George Rebane
From listening to all the talking heads this weekend going on about the $38.5B spending cuts in the FY2011 budget, we hear that both sides are taking full credit. And both the Dems and Repubs have declared victory … but over what??
It is clear that the tea parties are the only ones getting it. Before Friday night's compromise, Tea Party Patriot co-founder Mark Meckler was in the lion's den on CNBC with a white-haired, fast-talking progressive loudmouth who kept interrupting Meckler while trying to get him to say something silly about various social issues involved with the proposed cuts. Meckler wisely stuck to his guns stating that the TPP stood for fiscal responsibility, and was promoting the originally promised $100B spending cut in the budget for this year FY2011. He emphasized that it was the amount that is important to us as a nation in the global community (a position long held in these pages).
Other countries with whom we trade, borrow from, and convince to keep the dollar as the world's reserve currency don't give a rat's butt where we reduce our spending to become fiscally responsible; they just want us to do it. Actually, our enemies are siding with the Dems, and want the train wreck to happen sooner than later. In any event, it is only the spending cut AMOUNTS that matter, and it is only the tea parties, led by the TPP, who started us on this responsible path that has now led to the Paul Ryan FY2012 budget proposal. And it is only the tea parties that are still holding the politicians feet to the fire on an adult approach - cutting trillions in spending to reduce trillions in deficits - to a feasible fiscal soft landing.
As a TPP member, I see no reason to dance in the fly pucky and celebrate the smidgeon announced last Friday night. IF IF IF that leads to a clear-headed approach needed to negotiate a meaningful basis for raising the debt limit in May, and then adopting a real FY2012 budget – a la the Ryan Plan – to demonstrate good faith, THEN maybe I'll tap my toe quietly to the celebratory parade that everyone from Obama to Boehner to Reid is trying to lead. But getting excited today is a mite early. The sobering figure below explains.
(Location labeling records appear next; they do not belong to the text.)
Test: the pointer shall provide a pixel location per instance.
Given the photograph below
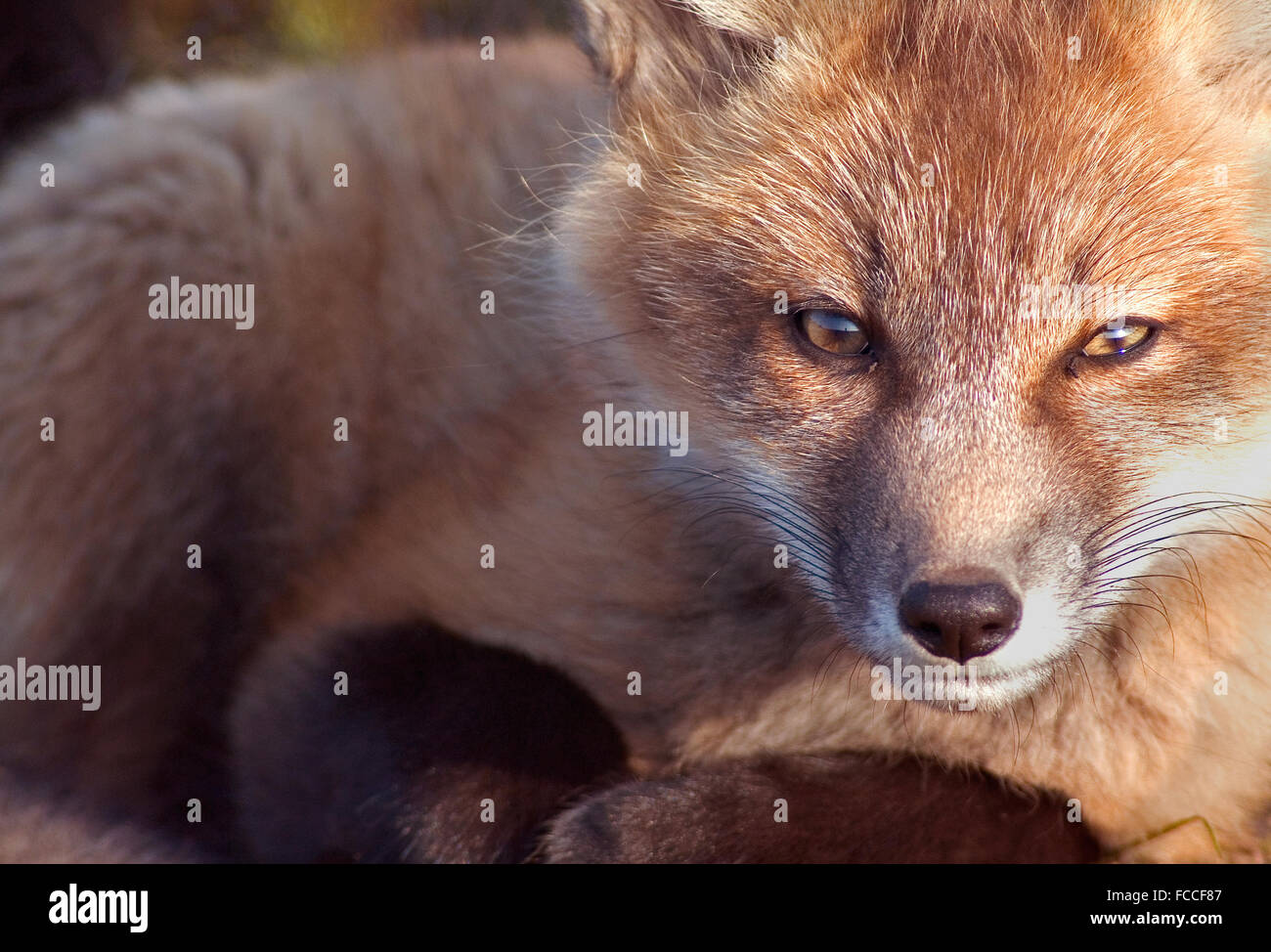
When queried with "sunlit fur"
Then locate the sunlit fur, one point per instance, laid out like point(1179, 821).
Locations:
point(973, 439)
[update] And Ramirez is always able to summarize succinctly.
Boehner: Next fight to be about trillions, not billions, see OP-ED in the USA Today here.
The budget by Chairman Ryan has set the bar.
Posted by: Russ Steele | 11 April 2011 at 06:45 AM
We were going to borrow $1.65 trillion this year. Now we are only going to borrow $1.60 trillion....and these guys in Congress are breaking their arms oatting eachother on the back. Cut a trillion, and then I will be moderately happy. Balance the budget and pay down the debt for the first time, and I will be elated.
Posted by: Barry Pruett | 11 April 2011 at 08:50 AM
George, this diagram is very helpful. It would make a nice bill board too.
I think Boehner needs some training from Trump on how to negotiate.
Posted by: John Galt | 11 April 2011 at 10:07 AM
I agree that the cuts we got are nothing more than a fly speck. However, have you noticed that even the liberals are talking about spending cuts now that they were forced to accept some, as small as they may be. There is a new paradigm in Washington because the Tea Party movement forced the spending cuts issue. Don't overlook this. Lots more cuts will be coming because we made them listen. The goal is to keep up the pressure through 2012 and beyond. It really doesn't matter who takes the credit as long as the American people win.
Posted by: Jack McClure | 11 April 2011 at 10:50 AM
Yes indeed JackM, that we have busted the cherry on spending cuts was the motivation for this post (pardon my French). To maintain what momentum has been achieved requires that we keep a keen eye peeled on the measure of our achievements going forward. Our celebrations should be in proportion such achievements.
IMHO, current celebrations are excessive and divert attention from the brazen fact that we don't actually have the FY2011 budget yet nailed down - the back-patting is clearly premature. And the big battles of FY2012 and raising the debt limit have yet to begin. Keep the cork on the champagne bottle.
Posted by: George Rebane | 11 April 2011 at 11:41 AM
I agree "I think Boehner needs some training from Trump on how to negotiate. "
and the proverbial debt football gets punted to my generation (again).
Posted by: Mikey McD | 11 April 2011 at 12:53 PM
The Dem always " talk" about stuff - this works well for them until something is put on paper and becomes real and then "that can't be cut" becomes the talking point. Just like Planned parenthood - deflect and change the subject, we see from our 3 amigo's all the time.